Genomic DNA isolated from 100 out-patient samples from Kerala were sequenced to examine the frequency of clinically relevant polymorphisms in the genes MYBPC3 (cardiomyopathy), SLCO1B1 (statin-induced myopathy), CYP2C9, VKORC1 (response to warfarin) and CYP2C19 (response to clopidogrel).
Our analyses revealed the frequency of a 25 bp deletion variant of MYBPC3 associated with risk of cardiomyopathy was 7%, and the SLCO1B1 "C" allele associated with risk for statin-induced myopathy was 15% in this sample group. Among the other variants associated with dose-induced toxicity of warfarin, VKORC1 (c.1639G>A), was detected at 22%, while CYP2C93 and CYP2C92 alleles were present at a frequency of 15% and 3% respectively. Significantly, the tested sample population showed high prevalence (66%) of CYP2C19*2 variant, which determines response to clopidogrel therapy.
We have identified that certain variants associated with cardiovascular disease and related drug response in the five genes, especially those in VKORC1, CYP2C19 and MYBPC3, are highly prevalent in the Kerala population, with almost 2 times higher prevalence of CYP2C19*2 variant compared with other regions in the country. Since the variants chosen in this study have relevance in disease phenotype and/or drug response, and are detected at a higher frequency, this study is likely to encourage clinicians to perform genetic testing before prescribing therapy.
本研究报告了与心血管疾病风险增加相关的五种具有临床意义的变异的流行情况,以及喀拉拉邦的南印度人群中个体对常用心血管药物的不同反应。

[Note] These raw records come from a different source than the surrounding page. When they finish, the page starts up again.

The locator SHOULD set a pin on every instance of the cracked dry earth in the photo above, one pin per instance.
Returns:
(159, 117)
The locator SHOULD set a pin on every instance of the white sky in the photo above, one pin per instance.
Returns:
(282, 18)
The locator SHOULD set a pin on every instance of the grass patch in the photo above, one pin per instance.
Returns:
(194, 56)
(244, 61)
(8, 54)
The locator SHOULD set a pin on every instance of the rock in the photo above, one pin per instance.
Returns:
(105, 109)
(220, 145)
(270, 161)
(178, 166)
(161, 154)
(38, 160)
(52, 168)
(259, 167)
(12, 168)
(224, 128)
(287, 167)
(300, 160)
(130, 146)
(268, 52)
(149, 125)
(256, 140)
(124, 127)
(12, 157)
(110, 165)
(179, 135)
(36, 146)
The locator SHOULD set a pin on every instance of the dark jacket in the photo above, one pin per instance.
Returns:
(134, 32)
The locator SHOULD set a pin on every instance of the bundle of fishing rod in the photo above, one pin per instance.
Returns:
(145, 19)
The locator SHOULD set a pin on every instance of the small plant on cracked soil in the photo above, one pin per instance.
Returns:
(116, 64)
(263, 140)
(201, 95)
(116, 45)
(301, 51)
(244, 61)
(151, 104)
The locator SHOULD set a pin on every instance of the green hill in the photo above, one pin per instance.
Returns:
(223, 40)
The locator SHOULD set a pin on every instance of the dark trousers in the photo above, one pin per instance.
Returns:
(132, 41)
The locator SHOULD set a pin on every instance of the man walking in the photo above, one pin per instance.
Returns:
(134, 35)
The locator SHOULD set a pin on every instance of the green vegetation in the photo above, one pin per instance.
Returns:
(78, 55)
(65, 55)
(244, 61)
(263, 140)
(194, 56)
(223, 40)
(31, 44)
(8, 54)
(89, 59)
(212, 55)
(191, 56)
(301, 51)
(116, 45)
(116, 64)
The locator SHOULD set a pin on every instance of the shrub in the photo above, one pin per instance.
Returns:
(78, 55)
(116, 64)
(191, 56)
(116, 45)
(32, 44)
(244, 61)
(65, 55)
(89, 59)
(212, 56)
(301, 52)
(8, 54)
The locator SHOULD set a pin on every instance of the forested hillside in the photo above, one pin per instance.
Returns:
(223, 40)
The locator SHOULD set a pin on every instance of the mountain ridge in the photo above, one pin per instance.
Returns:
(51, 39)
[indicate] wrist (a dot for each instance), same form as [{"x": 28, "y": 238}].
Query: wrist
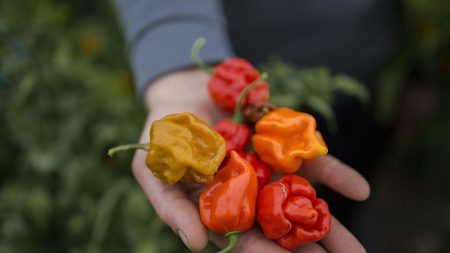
[{"x": 179, "y": 91}]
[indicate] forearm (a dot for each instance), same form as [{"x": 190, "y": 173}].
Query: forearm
[
  {"x": 160, "y": 34},
  {"x": 180, "y": 91}
]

对从喀拉拉邦100份门诊样本中分离出的基因组DNA进行测序,以检测MYBPC3(心肌病)、SLCO1B1(他汀类药物引起的肌病)、CYP2C9、VKORC1(对华法林的反应)和CYP2C19(对氯吡格雷的反应)基因中临床相关多态性的频率。
我们的分析显示,与心肌病风险相关的MYBPC3基因25 bp缺失变异的频率在该样本组中为7%,与他汀类药物引起的肌病风险相关的SLCO1B1 “C” 等位基因频率为15%。在与华法林剂量诱导毒性相关的其他变异中,VKORC1(c.1639G>A)的检测频率为22%,而CYP2C93和CYP2C92等位基因的频率分别为15%和3%。值得注意的是,受试样本群体中CYP2C19*2变异的流行率很高(66%),该变异决定了对氯吡格雷治疗的反应。
我们已经确定,在这五个基因中,某些与心血管疾病和相关药物反应相关的变异,特别是VKORC1、CYP2C19和MYBPC3中的变异,在喀拉拉邦人群中非常普遍,CYP2C19*2变异的流行率几乎是该国其他地区的2倍。由于本研究中选择的变异与疾病表型和/或药物反应相关,且检测频率较高,因此本研究可能会鼓励临床医生在开处方治疗前进行基因检测。